Following a series of concerns raised by Metchosin residents, Mayor John Ranns and the developers of a future residential neighbourhood in Langford have made an adjustment to a proposed boundary swap that also includes Beecher Bay First Nation.
Under a deal reached Tuesday, the buffer zone between the development and the properties along Neild Road would effectively double, from 100 to 200 metres, along the majority of the proposed border between Langford and Metchosin. Altogether, this would mean an extra 50 acres of green space, with roughly 30 acres lying within Metchosin.
This is in addition to the 250 acres of green space within Sections 95, 25 and 28 as part of the original proposal.
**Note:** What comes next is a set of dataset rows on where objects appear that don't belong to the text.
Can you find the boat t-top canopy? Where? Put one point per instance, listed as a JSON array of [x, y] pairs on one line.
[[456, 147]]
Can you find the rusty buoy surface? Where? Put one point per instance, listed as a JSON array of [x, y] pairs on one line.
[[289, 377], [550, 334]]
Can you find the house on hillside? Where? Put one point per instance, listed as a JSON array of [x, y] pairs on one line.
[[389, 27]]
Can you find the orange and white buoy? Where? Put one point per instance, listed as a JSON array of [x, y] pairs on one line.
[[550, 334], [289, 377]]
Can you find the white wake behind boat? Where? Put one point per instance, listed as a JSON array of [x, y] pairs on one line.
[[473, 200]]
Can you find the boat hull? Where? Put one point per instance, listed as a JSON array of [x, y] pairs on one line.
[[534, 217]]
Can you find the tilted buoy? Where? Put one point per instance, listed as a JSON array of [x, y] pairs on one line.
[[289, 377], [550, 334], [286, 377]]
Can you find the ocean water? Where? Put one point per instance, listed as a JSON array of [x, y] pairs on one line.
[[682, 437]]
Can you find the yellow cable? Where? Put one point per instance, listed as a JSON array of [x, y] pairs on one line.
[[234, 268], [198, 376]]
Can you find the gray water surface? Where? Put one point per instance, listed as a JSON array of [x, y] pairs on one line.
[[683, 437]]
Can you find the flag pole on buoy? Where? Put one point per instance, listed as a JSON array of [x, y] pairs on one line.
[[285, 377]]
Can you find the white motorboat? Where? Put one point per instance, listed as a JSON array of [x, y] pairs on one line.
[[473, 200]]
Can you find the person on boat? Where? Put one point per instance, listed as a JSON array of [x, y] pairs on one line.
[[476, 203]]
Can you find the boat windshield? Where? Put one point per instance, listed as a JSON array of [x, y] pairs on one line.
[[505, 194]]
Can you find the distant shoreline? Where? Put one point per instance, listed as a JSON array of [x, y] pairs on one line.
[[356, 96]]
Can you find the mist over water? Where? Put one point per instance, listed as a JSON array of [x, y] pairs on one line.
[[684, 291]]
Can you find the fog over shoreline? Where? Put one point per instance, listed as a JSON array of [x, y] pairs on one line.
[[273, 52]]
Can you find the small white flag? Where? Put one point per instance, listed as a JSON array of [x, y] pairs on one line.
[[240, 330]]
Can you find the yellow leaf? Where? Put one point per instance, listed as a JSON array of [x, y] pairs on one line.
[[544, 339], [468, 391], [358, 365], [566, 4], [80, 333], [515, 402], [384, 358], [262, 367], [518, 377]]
In return, Metchosin has relaxed its previous provision that lots in the development had to be at least half an acre in size, permitting higher density, quarter-acre lots instead.
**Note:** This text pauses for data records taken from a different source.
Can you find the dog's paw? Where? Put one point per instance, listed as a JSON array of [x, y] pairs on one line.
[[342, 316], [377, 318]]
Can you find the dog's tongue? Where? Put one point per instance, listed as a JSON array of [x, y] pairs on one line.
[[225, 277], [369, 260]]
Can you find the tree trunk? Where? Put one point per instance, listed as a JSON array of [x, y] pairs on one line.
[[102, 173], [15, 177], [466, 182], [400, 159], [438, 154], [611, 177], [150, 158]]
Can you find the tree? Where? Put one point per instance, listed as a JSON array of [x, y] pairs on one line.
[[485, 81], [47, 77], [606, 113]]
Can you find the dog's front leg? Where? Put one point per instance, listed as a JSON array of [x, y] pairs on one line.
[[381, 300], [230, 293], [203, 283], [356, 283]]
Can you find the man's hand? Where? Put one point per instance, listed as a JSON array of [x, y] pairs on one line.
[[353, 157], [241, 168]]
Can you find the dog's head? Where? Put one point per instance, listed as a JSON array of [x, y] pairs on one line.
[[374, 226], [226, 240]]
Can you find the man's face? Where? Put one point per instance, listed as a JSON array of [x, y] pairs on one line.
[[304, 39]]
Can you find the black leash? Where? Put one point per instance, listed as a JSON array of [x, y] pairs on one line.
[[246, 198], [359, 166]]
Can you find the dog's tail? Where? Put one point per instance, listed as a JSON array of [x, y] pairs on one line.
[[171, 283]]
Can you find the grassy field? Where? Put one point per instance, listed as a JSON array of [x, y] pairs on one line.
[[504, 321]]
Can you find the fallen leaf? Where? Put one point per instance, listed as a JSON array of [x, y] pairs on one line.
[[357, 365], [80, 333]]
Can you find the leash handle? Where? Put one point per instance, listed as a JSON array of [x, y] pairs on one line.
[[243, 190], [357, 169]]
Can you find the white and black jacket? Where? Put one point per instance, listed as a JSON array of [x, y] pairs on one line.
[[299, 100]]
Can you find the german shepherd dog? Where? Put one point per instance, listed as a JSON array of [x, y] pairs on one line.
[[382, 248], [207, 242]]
“It made more sense for both of us,” Ranns said.
He originally thought the provision regarding the size of the lots would be important to Metchosin residents, but after extensive public consultation, including a packed open house event held last week inside council chambers, he came to the conclusion that a larger buffer zone between Metchosin and Langford was the more pressing concern. “I’m very happy with this because it does take some of that heat off of the Neild Road residents but it also just makes it a more comprehensive development.”
Ranns added that the long term hope is to have a trail network through that corridor connect with the Galloping Goose Regional Trail to the east and park land beyond Sooke Road in the west.
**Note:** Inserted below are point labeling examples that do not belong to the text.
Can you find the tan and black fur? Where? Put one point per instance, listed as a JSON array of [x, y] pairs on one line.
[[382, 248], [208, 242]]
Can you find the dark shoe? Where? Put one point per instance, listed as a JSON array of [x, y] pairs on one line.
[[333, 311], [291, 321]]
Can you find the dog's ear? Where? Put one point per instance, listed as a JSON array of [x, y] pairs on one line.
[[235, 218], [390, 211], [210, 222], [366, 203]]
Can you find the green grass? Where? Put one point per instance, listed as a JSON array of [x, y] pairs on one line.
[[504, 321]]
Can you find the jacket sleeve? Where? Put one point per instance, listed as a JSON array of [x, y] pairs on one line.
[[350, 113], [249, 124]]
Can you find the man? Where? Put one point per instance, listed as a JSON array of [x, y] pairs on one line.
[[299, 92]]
“We’re looking for continuity so this is part of a bigger plan with the whole park network.”
Keycorp Developments, which is planning a sub-division along the new Langford-Metchosin border, said the ability to make use of smaller lot sizes has some benefits when it comes to infrastructure.
“It’s more compact so it’s less impactful, and I guess it benefits us with less roadways for us to construct,” said Seamus Brennan, project manager with Keycorp.
He was present in the meeting with Ranns, along with Keycorp president Jim Hartshorne.
Still, according to Brennan, the adjustment to the deal was done mostly in response to the requests of neighbouring Metchosin residents, while also acknowledging the benefits of added green space.
“It doesn’t benefit us that much. Somebody could argue it doesn’t benefit us at all,” Brennan said. “We’ve listened to what the neighbours have to say and if that’s what it takes then that’s what we’re willing to do.”
On Wednesday, Metchosin received approval from the provincial government to have its referendum moved back in January to give the District more time to get information out to the public.
Pending council approval, the municipality’s referendum will take place on Jan. 28.